Systematic Uncertainty#

The calibration drifts over time due to thermal expansion of the grating, small movements of the CCD camera, and other factors. Systematic uncertainty attempts to capture the errors in calibrations that do come from statistical sources. For more information of how systematic uncertainty is estimated, see the section on Estimation of Systematic Uncertainty

Calibration Uncertainty#

Once a calibration has been completed, a scientist needs to know not only what the wavelength is at a certain point, but also how confident they can be in that wavelength. The calibration uncertainty represents the +/- at a predicted wavelength, and changes as channel number changes. In areas where you have many calibration lines, the calibration uncertainty is generally smaller. If there are no close calibration lines, you can expect higher calibration uncertainties.

To obtain the 1 sigma (close to 68% confidence band) calibration uncertainties, use the confidence_bands() method after fitting has been completed.

cb = calibrator.confidence_bands(n_sigma = 1)

#or

cb = calibrator.confidence_bands(n_sigma = 1)
cb = calibrator.cb

cb.shape == (2048,)

cb will be an array of the calibration uncertainty at each channel.

Examples and Best Practices#

One common task for users of euv_fitting is creating a calibration, applying it to another spectra, and then extracting the wavelength and wavelength uncertainty of peaks in that spectra. This example is a template for completing that process and mentions some mistakes to avoid along the way.

First, create a calibration from a Neon and Background file. For more information, see the Calibration Process section.

from euv_fitting.calibrate.utils import SpeReader, CosmicRayFilter
from euv_fitting.calibrate.calibrators import Distance_Calibrator

CRF = CosmicRayFilter()

Ne_spe = SpeReader('./example_data/Example_Neon.SPE')
Bkg_spe = SpeReader('./example_data/Example_Background.SPE')

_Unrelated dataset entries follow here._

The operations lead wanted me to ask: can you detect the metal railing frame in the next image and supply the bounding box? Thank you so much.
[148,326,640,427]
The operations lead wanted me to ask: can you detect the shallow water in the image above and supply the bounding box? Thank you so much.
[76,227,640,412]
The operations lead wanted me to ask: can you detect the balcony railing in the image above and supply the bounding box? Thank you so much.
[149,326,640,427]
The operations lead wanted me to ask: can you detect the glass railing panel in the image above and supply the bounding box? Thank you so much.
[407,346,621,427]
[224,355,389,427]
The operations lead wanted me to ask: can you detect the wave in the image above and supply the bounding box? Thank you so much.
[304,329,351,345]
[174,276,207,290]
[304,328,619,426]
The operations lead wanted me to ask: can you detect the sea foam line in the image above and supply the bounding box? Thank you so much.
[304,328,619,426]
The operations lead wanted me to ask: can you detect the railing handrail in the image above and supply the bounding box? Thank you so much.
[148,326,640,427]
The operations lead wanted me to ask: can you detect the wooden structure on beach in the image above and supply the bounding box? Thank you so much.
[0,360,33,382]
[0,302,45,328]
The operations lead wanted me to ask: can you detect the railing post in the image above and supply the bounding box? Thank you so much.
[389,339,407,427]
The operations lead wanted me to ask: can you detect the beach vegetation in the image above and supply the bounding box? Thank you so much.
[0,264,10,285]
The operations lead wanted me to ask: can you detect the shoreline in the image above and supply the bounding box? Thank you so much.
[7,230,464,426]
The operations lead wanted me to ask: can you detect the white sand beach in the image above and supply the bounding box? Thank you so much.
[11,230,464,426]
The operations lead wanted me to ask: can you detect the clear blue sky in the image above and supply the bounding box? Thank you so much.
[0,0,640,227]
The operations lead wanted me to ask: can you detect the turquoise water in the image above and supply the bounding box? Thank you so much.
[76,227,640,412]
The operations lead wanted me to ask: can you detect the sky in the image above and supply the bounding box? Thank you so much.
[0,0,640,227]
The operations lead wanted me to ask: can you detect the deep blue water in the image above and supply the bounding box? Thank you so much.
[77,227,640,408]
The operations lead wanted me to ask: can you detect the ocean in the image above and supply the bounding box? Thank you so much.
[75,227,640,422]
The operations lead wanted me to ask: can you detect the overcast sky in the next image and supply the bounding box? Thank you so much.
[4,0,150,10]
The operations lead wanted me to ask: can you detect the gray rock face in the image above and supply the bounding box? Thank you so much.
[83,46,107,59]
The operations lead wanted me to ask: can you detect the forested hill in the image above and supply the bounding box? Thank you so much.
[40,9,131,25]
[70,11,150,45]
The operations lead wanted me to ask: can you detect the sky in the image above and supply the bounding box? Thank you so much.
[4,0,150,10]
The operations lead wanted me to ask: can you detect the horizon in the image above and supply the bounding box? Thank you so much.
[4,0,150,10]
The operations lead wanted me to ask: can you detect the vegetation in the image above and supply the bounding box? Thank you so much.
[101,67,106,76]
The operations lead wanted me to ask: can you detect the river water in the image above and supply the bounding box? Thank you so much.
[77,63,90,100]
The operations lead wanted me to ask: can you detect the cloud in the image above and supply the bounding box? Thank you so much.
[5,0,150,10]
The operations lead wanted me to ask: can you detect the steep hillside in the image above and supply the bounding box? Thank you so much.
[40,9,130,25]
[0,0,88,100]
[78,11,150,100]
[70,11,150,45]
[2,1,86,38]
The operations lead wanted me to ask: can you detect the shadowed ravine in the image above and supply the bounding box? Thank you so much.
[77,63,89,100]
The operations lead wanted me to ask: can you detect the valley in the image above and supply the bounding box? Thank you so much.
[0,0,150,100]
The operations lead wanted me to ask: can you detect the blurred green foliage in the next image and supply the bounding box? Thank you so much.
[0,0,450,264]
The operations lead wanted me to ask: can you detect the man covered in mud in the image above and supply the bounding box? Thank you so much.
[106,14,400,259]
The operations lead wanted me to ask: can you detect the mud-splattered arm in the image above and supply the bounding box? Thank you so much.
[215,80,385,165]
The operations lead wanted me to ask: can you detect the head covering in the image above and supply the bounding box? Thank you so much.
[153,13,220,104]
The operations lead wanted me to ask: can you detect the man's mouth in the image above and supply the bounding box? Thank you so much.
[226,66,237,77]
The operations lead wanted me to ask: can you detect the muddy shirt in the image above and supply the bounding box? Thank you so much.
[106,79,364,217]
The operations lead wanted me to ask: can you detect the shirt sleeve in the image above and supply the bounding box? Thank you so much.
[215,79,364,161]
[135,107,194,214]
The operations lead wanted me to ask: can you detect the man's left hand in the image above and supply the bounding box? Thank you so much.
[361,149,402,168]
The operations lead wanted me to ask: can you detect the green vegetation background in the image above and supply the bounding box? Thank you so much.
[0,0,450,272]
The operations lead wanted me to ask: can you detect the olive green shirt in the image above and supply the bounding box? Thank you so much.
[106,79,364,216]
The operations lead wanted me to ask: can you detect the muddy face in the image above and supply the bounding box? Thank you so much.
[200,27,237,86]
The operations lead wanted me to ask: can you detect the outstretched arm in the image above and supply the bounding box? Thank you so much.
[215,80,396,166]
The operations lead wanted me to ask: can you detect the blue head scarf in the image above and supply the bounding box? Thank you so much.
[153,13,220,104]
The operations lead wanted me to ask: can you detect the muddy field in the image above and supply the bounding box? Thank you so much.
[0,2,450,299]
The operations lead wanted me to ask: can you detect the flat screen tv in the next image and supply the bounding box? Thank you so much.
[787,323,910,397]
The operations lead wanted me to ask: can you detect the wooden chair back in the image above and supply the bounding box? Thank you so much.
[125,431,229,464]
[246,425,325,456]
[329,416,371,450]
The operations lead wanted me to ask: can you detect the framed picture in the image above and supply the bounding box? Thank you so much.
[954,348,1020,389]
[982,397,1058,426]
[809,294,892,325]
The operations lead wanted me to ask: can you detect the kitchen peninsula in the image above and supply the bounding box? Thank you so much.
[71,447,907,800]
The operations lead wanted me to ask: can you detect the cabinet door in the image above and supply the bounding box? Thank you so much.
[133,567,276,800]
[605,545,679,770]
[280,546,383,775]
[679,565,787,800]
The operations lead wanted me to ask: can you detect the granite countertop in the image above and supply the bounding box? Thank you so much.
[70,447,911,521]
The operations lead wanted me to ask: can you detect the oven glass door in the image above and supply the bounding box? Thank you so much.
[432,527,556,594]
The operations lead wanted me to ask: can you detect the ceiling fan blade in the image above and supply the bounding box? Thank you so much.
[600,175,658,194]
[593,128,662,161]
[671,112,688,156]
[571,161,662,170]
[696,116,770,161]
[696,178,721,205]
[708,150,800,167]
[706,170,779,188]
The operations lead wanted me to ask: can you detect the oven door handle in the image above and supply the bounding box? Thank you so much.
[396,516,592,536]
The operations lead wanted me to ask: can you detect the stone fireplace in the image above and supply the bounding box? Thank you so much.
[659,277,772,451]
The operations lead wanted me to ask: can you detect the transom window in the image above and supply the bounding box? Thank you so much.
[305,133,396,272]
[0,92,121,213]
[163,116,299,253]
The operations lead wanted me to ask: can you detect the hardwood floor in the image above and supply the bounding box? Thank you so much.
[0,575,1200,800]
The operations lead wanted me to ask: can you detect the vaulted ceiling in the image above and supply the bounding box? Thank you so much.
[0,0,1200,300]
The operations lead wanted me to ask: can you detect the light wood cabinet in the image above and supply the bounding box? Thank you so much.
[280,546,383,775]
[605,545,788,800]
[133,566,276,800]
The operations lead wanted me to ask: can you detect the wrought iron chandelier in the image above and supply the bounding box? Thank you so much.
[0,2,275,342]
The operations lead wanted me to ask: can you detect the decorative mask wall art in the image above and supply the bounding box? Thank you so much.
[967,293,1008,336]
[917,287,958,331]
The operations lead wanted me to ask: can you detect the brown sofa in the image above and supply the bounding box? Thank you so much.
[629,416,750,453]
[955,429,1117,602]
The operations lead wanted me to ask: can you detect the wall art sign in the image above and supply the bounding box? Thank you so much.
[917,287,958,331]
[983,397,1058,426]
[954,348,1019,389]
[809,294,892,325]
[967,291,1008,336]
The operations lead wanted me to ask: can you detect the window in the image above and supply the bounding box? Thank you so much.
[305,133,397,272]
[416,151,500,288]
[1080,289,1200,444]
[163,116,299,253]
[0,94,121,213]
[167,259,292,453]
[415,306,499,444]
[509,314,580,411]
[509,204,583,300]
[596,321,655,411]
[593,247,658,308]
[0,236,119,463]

Ne_img = CRF.apply(Ne_spe.load_img())
Bkg_img = CRF.apply(Bkg_spe.load_img())

Ne_cal = Distance_Calibrator(Ne_img, 'Ne', num_peaks = 25) #specify element and #peaks
Bkg_cal = Distance_Calibrator(Bkg_img, 'Ba', num_peaks = 25) #specify element and #peaks

Ne_cal.calibrate()
Bkg_cal.calibrate()

Ne_cal.join([Bkg_cal])

print('Total Solution Array')
print(Ne_cal.solution_arr)

Ne_cal.fit()
Ne_cal.plot()
Ne_cal.residual_plot()
Ne_cal.print_info()

selecting best peaks

selecting best peaks

Total Solution Array
[[8.80929000e+00 1.40000000e-04 7.62421231e+02 2.58781802e-02]
 [9.75020000e+00 4.00000000e-04 8.90567351e+02 3.55102613e-02]
 [1.11136000e+01 1.80000000e-03 1.06748262e+03 3.36749072e-02]
 [1.16691000e+01 5.00000000e-04 1.13674959e+03 2.73318275e-02]
 [1.27676000e+01 7.00000000e-04 1.26986371e+03 1.56628562e-02]
 [1.43314000e+01 7.00000000e-04 1.45125753e+03 2.30675110e-02]
 [1.47138000e+01 7.00000000e-04 1.49425996e+03 4.19253220e-02]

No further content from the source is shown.